In a 2016 whitepaper, NVIDIA explained that it had advanced neural network training to such a degree that it could establish a convolutional neural network that maps actual pixels from a camera. In this experiment, the company used a single front-facing camera. From there, the network could process the pixels and understand what is happening in the image with minimal training, allowing the camera to feed steering commands to the vehicle. This holistic analysis allowed the system to drive on local roads or highways, in traffic, whether lane markers were present or not. The system could even handle parking lots and unpaved roads.
This innovation was possible because the convoluted neural network could use pixel data to recognize representations of the processing steps it is trained to take, allowing it to identify road features even when markings are not present. All of this is possible with less human training than other methods and fewer processing steps, allowing for a smaller neural network that is more applicable to real-world settings.
Creating an end-to-end self-driving platform
All this work on neural networks, in terms of training, inference and convolutional image recognition, has allowed NVIDIA to build out a fully self-driving car platform that empowers automobile manufacturers to take autonomous automobiles to another level.

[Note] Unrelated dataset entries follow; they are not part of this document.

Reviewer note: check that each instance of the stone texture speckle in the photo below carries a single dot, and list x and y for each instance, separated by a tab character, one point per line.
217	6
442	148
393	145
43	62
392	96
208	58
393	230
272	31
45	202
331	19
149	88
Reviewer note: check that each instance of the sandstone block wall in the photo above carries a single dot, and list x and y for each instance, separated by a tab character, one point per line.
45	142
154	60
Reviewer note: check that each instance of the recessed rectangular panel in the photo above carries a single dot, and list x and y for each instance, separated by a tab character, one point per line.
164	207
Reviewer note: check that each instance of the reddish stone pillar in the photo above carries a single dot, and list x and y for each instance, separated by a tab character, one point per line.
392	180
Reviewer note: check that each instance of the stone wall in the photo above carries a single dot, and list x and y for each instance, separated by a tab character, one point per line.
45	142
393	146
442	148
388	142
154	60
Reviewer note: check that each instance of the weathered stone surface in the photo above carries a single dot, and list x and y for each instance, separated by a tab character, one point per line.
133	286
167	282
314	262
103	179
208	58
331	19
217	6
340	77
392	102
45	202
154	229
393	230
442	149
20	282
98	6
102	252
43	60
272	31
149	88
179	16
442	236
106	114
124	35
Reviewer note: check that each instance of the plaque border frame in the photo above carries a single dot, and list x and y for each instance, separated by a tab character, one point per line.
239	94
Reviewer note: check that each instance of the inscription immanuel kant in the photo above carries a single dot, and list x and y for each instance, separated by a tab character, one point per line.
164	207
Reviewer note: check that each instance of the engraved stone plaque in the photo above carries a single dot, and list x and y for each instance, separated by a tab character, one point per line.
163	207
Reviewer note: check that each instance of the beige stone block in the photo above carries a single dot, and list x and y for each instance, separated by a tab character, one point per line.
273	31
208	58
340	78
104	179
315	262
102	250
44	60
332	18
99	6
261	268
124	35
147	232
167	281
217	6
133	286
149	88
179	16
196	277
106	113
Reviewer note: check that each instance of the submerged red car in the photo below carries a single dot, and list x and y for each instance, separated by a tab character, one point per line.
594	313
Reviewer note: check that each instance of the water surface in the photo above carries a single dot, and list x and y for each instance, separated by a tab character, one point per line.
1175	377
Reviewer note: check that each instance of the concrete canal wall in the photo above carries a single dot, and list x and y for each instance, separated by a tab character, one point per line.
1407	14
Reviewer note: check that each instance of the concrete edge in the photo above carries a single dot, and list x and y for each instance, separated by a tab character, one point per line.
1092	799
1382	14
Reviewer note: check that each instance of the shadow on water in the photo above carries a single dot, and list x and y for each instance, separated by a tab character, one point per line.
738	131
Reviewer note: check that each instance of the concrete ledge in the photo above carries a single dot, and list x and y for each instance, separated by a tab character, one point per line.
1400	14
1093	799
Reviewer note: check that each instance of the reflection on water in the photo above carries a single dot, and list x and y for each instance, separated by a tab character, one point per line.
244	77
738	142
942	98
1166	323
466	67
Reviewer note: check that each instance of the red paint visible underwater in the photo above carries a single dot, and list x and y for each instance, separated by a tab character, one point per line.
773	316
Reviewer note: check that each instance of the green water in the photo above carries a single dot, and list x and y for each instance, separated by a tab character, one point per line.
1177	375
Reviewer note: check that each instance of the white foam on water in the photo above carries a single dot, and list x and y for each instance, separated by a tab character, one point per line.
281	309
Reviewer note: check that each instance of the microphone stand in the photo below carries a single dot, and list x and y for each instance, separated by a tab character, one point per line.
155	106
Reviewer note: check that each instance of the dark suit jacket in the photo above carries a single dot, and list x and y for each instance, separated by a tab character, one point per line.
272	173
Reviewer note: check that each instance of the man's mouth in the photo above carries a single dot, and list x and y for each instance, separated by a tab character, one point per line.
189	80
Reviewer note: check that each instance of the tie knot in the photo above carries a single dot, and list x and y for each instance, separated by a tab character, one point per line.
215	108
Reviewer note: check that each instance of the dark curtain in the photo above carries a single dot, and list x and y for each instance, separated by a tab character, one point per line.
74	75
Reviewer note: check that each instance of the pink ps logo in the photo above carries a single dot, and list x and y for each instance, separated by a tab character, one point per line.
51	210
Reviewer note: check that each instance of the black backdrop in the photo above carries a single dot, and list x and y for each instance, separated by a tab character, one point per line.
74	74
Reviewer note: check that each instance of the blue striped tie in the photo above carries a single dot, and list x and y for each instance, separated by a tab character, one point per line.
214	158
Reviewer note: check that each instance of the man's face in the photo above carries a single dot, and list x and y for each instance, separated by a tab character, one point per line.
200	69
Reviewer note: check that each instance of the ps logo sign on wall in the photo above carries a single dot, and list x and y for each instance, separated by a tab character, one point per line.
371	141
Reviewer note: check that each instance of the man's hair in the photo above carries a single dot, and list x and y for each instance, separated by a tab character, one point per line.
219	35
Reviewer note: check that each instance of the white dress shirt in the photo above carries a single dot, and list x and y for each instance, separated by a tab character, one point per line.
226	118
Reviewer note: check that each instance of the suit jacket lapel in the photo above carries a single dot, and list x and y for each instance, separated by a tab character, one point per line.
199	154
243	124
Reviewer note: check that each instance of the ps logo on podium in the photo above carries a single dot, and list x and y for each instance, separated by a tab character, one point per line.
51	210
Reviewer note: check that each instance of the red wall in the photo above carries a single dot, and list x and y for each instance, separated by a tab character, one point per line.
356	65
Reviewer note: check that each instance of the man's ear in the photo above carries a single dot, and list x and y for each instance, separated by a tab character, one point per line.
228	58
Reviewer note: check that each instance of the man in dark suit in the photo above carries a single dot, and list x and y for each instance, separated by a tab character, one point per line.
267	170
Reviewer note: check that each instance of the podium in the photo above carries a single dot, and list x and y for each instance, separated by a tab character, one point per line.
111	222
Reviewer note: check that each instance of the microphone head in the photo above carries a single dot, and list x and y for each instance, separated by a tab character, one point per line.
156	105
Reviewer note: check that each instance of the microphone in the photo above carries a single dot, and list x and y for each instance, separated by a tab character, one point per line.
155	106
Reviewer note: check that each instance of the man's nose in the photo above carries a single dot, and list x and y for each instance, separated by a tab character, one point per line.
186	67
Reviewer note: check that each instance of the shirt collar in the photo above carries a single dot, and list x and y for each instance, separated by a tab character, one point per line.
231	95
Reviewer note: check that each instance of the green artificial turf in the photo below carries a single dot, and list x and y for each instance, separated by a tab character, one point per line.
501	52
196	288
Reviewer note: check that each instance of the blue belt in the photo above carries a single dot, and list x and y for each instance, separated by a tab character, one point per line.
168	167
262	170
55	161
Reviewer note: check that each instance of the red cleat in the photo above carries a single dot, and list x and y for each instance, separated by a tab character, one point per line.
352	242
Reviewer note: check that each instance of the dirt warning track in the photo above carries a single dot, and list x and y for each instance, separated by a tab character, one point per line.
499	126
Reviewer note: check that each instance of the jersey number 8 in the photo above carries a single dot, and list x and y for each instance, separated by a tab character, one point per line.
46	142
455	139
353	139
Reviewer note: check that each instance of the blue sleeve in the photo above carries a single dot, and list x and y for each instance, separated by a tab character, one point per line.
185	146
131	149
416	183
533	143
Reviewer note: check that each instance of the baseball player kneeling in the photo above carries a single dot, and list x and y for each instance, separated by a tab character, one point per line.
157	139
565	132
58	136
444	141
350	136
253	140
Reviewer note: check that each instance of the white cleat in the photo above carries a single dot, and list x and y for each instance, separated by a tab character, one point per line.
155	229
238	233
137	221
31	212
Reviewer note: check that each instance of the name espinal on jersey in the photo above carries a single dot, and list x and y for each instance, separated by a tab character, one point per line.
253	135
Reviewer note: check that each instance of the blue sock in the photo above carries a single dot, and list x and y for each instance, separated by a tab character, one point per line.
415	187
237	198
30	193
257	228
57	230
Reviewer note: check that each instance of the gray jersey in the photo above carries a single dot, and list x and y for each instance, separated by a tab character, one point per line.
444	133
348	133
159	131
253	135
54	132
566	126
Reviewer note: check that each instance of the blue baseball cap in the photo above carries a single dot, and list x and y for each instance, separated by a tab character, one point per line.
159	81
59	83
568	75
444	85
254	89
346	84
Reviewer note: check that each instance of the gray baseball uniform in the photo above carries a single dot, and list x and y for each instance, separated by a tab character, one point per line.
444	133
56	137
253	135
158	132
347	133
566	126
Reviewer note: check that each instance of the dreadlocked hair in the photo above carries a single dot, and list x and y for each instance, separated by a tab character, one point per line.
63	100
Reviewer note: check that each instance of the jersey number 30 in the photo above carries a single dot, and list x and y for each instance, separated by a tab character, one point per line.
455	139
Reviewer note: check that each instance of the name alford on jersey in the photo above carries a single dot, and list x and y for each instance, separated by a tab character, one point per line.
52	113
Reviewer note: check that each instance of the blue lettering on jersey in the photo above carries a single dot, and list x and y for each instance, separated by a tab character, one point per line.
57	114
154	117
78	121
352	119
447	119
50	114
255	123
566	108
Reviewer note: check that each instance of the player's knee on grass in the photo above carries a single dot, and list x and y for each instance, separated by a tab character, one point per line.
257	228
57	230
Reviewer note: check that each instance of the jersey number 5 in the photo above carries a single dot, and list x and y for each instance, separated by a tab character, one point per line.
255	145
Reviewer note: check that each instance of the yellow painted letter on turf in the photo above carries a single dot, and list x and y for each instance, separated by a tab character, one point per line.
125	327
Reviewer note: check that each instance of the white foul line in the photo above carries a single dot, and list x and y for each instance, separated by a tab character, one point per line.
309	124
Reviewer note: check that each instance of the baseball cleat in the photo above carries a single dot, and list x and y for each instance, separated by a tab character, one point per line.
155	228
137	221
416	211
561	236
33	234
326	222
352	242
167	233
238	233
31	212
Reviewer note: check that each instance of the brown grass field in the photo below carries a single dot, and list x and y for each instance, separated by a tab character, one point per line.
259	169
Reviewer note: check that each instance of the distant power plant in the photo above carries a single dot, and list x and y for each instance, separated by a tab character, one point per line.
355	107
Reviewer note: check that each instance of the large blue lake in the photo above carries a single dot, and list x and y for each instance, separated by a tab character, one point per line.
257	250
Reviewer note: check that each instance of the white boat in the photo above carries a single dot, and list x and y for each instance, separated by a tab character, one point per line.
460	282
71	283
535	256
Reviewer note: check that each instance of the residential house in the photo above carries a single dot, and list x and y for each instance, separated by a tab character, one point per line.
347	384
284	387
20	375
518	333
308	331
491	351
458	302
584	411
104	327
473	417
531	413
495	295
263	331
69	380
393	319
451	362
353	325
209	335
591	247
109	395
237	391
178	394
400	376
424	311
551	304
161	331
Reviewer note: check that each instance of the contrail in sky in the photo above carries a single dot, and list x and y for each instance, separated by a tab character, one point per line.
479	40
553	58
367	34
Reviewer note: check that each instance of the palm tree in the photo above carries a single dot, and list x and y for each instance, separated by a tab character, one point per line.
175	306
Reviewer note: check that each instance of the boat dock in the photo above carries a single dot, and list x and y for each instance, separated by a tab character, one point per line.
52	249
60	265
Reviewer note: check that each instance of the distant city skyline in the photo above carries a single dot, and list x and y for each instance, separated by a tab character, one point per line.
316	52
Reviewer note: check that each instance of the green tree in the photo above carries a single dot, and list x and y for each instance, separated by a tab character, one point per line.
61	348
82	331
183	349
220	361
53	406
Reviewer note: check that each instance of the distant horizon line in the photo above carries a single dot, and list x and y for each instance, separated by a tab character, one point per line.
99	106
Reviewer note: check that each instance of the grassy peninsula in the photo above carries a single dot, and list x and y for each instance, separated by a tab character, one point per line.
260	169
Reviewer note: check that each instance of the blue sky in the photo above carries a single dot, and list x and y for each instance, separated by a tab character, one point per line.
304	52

The DRIVE PX2 system brings together data from cameras, radar, lidar, and even ultrasonic sensor systems to establish a three-dimensional view of the environment around the car. From there, deep neural networks process images in real-time and classify objects to allow for accurate data recognition. These capabilities take form in critical functions including:
• Mapping tools that offer end-to-end visualization of roads that provide detailed, HD images of roadways and their surroundings for automakers, map companies, and other industry stakeholders.
• A dedicated software development kit with reference applications and library modules that integrate with all data within the driving system.
• A unified artificial intelligence platform that can train neural networks in the data center in just a few days – a process that used to take months – and leave those systems ready for deployment in vehicles.
As of Q4 2016, this work from NVIDIA fueled the deployment of the DRIVE PX2 for AUTO CRUISE system – a solution for automated highway driving and HD mapping. An AUTOCHAUFFEUR configuration for point-to-point travel and a fully autonomous driving platform are on their way.
NVIDIA and the IoT future
Many IoT systems emerge as businesses or industries work to solve specific problems. High accident and fatality frequencies due to human error have been pushing automakers to advance self-driving cars in recent years. NVIDIA’s efforts in GPU-based neural networking have evolved in response, turning the GPU manufacturer into one of the leaders in the self-driving car sector.